What is This?

About six months ago, the tunnel courier delivered to me a series of "comedies" written by Ephraim P. Noble from 1968-1974. Maybe there is an older meaning to the word "comedies" that I'm not familiar with, because they seem nothing like comedies to me. In any case, I have scanned the covers of each of these very short stories, and hope to post them here on a regular basis.

Saturday, April 10, 2010

A Stalled Rhino



"A Stalled Rhino"

The taxidermied rhino was one of two objects left behind by the former tenant of my apartment. Did I tell you that that rhino had saved me more than once? It must have been a baby rhino, or maybe just a runt. It wasn’t very big: about six-feet long (including the tusk or horn) and about four feet high. The fur was as rough as wire. The insides of its ears still smelled like Africa. It was stuffed with straw or sawdust, and was easy to move around. At one point, the rhino must have been glued to a wooden platform, and there was some damage to the bottom of its feet where it had been removed.

The rhino and the oversized coat: those were the only objects left behind in the small, two-room apartment that I took in March 1969 on Atherton Avenue at Penn State. As I said, the Rhino had saved me before, but not this time.

I had had a bitter falling out with the radical student group RADIANT UNION, whom I had sponsored—in what ended up being a career-ending move—and registered as an official student organization at Penn State. As I’ve said, I was a newly hired professor of English, teaching American literature. I was both loathed and worshipped by my students. They came to classes unbathed and in robes and sandals. Their brains sloshed with the blood from the war in Asia. My own mind had slid into anarchy. I chose the wrong side. The institution expelled me. I was made an example of.

But the RADIANT UNION students persisted, believing I still had something to offer them, a certain way into the Establishment. Of course, by the time the disciplinary hearings had begun, presided over by an alarmingly beautiful woman who despised me, I had nothing left to offer them. But RADIANT UNION was blinded by ideology—to this day I don’t blame them—and “seized control” of the apartment building, firing tear gas they had stolen from a local police precinct.

I heard them shattering through the lobby doors and clambering up the stairs; I bolted the apartment door. I positioned the rhino for maximum effect, placing a small, bare-bulbed lamp beneath it, casting the creature in 100-watt weird reverse shadows, hoping that the initial sight of it would stall them and give me just enough time to slide past them and down the stairs and out of the apartment. But it was the rhino who stalled. They beat on my door, those pacifists, those RADIANT UNIONists, and with bare feet kicked it in.

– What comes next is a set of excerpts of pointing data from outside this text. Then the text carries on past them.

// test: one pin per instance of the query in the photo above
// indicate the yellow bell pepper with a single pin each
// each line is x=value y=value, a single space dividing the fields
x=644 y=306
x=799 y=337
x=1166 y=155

With such fury, they entered, knocking over the rhino as if they had expected to see it there all along, taking me by the scruff of my collar, dragging me down the dark stairwells, out into the back courtyard, the night screaming with insects, at least three of them wearing black capes with stupid insignias, and the leader holding some sort of weapon I had never seen before, violently shaped and glowing, while the others began stoning me, and it was Biblical, the pain, I can tell you, and on my knees, then on my side, curled into fetus position, the stones wrecking me until the sirens came, I swear I heard the earthworms moving beneath me.